Me quedé perplejo. Si el creador del Cladoxpan no sabía de qué puñetas hablábamos, ¿cuánto sabía realmente de lo que pasaba en el exterior?

—Doctor Ballarini, ¿sabe usted qué uso se le da al Cladoxpan?

—Por supuesto que sí. —Me miró con cara de «no-metoques-las-narices»—. La cepa 15b, o el Cladoxpan, como le llaman habitualmente, no es más que un paliativo retardante de la proliferación del virus TSJ. Es una mezcla de un supresor vírico y un inmuno-reforzador, por medio de una variación de las enzimas de las aminasas que…

—Vale, vale —le interrumpí, levantando las manos—. Ya sé para qué sirve, doctor. La pregunta es si usted sabe a quién se le está suministrando.

—Pues a los infectados recientes, por supuesto. —Su cara era el perfecto reflejo del desconcierto—. Es absolutamente inútil en otros sujetos, incluso tóxico, ¿adónde quiere usted llegar?

Estuve a punto de explicarle la aberración genocida en la que se había convertido Gulfport, pero no tenía tiempo. En cualquier momento alguien revisaría el libro de entrada del complejo y descubriría que estaba allí. Sin la secretaria de Greene a mi lado sería muy difícil escabullirme sin tener que responder a un montón de preguntas. Si aquel italiano y su equipo debían enterarse de la verdad, tendrían que hacerlo por su cuenta y riesgo, como yo.

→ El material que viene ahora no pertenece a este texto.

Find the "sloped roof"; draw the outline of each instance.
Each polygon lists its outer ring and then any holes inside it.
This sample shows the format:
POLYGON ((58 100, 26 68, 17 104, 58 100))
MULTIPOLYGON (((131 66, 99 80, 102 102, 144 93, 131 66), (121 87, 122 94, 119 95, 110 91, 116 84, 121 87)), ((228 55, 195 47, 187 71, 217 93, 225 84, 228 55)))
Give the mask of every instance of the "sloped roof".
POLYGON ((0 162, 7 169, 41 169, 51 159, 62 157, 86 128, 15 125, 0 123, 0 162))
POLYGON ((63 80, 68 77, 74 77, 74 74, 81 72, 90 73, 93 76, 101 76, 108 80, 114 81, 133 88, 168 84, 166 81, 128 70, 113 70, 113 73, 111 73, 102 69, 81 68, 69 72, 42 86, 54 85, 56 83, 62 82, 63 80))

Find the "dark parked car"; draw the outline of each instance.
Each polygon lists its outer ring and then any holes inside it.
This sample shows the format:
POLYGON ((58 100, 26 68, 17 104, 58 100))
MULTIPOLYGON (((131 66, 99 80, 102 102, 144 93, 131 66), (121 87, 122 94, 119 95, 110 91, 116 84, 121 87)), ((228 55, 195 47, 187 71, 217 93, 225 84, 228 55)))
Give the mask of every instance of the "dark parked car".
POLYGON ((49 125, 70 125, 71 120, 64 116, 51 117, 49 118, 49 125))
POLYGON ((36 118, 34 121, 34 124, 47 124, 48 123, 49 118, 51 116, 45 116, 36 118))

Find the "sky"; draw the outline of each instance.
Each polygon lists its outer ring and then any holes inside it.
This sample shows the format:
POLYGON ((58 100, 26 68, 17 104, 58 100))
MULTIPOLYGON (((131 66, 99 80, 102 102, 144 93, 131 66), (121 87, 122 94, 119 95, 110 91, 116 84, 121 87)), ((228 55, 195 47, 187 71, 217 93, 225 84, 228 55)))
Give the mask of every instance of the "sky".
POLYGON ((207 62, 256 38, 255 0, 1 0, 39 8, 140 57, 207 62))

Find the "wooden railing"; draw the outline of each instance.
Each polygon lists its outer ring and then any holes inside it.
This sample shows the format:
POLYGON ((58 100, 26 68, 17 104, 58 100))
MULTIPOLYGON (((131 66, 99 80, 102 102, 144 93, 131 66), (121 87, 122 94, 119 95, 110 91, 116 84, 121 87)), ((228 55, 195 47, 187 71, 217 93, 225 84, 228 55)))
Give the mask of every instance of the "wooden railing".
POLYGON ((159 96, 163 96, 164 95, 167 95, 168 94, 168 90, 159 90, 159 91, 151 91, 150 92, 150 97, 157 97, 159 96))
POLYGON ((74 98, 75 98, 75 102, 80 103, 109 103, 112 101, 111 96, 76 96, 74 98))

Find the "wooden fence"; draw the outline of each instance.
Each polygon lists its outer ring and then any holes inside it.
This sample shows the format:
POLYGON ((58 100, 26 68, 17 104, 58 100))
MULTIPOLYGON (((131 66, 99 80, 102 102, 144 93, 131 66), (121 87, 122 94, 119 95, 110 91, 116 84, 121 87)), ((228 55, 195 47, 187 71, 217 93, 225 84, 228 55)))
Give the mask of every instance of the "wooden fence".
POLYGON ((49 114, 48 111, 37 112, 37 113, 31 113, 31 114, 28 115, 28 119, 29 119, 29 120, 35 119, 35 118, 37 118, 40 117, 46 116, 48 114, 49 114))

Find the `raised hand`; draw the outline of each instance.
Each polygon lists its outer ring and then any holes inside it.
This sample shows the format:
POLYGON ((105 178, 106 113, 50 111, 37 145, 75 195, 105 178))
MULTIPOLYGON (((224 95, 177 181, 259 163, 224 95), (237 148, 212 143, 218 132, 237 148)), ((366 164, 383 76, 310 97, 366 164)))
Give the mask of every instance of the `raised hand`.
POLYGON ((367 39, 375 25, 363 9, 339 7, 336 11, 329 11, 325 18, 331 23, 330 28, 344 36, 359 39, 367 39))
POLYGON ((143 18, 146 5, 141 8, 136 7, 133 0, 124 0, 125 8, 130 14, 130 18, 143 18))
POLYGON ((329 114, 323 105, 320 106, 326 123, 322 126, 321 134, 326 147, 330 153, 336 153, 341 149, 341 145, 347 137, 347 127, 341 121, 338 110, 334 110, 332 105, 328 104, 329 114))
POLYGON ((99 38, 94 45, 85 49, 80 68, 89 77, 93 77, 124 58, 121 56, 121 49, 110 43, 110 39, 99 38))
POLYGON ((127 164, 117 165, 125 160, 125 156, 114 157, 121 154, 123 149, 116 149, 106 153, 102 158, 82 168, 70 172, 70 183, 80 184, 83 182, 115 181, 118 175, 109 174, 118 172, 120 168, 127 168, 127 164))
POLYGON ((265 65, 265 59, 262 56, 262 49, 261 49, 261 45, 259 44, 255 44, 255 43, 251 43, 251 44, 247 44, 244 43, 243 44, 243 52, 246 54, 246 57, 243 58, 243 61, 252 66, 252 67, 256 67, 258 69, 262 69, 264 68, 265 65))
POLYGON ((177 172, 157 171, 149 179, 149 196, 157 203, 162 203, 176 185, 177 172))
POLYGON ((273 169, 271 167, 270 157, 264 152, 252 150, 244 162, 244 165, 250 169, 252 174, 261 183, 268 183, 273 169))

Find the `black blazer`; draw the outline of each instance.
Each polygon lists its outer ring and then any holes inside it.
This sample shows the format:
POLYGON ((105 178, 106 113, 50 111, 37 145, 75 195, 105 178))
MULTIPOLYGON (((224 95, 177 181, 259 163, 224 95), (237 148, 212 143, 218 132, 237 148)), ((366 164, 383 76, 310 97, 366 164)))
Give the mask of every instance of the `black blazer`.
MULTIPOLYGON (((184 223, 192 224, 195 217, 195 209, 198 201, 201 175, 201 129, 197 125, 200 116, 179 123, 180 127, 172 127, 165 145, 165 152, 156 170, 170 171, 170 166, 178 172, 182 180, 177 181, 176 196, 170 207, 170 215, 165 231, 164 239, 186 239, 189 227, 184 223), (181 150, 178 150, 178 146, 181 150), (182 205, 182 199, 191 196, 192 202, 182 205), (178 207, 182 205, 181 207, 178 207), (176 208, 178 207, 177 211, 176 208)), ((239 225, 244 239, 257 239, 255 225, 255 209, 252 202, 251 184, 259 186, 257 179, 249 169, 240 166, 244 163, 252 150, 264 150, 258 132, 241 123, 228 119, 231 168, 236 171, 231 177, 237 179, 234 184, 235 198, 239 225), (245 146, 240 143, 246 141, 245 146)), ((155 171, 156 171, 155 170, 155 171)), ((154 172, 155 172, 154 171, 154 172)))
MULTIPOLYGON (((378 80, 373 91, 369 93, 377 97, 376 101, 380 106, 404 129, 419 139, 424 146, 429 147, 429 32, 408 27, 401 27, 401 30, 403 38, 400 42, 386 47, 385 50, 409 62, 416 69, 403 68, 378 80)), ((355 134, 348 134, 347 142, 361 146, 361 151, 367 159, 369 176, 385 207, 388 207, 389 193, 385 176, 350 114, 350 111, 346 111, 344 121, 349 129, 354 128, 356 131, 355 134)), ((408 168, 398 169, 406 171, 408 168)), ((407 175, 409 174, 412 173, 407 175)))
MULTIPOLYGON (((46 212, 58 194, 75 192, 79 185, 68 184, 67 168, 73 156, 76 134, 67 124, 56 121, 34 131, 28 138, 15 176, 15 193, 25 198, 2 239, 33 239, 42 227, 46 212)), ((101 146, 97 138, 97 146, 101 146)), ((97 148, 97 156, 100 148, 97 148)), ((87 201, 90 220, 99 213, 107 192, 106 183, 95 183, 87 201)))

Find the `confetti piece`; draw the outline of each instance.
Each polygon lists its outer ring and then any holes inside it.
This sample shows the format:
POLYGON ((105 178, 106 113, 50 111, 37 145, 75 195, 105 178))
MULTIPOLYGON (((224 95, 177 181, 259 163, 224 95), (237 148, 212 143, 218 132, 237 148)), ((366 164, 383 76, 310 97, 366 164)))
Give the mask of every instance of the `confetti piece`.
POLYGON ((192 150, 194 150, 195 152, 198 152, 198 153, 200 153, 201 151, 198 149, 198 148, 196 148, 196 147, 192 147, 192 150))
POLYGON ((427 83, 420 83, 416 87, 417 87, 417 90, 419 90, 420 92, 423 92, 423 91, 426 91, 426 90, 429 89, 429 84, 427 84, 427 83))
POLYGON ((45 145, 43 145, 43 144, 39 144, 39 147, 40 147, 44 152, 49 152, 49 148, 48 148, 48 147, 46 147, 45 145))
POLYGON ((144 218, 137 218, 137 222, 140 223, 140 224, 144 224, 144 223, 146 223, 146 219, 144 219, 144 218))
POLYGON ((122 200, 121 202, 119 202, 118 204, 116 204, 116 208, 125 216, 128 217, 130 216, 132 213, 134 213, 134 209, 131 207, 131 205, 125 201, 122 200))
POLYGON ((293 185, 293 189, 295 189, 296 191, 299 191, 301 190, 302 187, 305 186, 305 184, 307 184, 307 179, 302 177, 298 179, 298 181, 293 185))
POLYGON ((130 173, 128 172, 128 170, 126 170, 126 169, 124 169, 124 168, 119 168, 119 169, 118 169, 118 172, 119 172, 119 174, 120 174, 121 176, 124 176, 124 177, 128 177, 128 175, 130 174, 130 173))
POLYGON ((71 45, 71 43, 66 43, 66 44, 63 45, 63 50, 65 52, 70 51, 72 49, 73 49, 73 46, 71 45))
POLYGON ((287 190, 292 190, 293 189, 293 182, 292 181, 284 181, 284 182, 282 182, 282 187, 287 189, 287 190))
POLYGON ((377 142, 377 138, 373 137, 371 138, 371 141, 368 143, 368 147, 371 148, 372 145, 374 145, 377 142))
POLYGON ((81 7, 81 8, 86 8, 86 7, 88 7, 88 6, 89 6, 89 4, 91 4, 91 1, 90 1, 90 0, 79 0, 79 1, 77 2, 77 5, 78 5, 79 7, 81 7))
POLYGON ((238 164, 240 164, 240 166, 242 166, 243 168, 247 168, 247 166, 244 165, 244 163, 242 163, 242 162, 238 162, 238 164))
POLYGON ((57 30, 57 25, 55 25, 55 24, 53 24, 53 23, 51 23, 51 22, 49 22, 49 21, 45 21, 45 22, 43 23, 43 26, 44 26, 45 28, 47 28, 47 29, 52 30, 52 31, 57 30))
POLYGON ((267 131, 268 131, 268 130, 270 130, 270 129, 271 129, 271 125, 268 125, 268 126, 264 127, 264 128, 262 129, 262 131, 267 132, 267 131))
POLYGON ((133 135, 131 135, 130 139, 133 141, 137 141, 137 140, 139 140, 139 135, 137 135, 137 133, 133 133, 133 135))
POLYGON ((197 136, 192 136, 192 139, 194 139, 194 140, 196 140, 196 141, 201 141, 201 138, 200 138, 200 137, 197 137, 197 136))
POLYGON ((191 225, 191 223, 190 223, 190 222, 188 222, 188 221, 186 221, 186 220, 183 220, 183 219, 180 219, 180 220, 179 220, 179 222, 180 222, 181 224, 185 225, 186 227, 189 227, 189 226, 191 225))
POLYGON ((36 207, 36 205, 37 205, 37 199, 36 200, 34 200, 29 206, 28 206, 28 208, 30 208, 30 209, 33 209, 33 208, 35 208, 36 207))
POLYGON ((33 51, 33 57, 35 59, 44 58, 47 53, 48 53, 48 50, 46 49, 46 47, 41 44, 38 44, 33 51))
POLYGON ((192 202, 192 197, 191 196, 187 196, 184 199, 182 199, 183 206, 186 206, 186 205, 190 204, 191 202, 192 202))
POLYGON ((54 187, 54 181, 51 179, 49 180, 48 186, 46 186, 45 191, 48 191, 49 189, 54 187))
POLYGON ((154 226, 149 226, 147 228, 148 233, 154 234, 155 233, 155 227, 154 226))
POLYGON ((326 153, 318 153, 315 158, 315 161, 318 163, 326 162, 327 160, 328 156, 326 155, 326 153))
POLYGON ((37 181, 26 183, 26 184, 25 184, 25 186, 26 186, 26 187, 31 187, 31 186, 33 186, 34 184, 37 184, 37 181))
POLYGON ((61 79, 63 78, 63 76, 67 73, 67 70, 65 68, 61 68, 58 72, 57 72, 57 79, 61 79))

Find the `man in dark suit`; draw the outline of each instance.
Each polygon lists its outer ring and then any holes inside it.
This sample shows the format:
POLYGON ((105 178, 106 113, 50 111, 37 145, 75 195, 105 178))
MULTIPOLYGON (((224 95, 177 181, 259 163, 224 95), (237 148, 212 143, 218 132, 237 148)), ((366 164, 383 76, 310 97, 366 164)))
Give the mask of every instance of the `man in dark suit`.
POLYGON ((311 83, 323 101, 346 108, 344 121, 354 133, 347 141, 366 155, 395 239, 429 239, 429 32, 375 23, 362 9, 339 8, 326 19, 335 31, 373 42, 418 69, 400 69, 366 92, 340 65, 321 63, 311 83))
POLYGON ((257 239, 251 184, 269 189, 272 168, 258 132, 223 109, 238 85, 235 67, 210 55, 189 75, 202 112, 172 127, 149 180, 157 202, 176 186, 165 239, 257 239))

—No importa, doctor —contesté—. Lo cierto es que en el marco de mi investigación necesito que me facilite unos cuantos litros de Cladoxpan. Ya sabe, para valorar su eficacia y todo eso.

—¡Esto es indignante! —explotó Ballarini—. ¡No voy a permitir que otro laboratorio nos haga un estudio de control mientras aún no hemos desarrollado completamente la cepa! ¡Ya se lo he dicho a Greene en más de una ocasión! Ni un solo cultivo del hongo saldrá de aquí sin nuestra supervisión.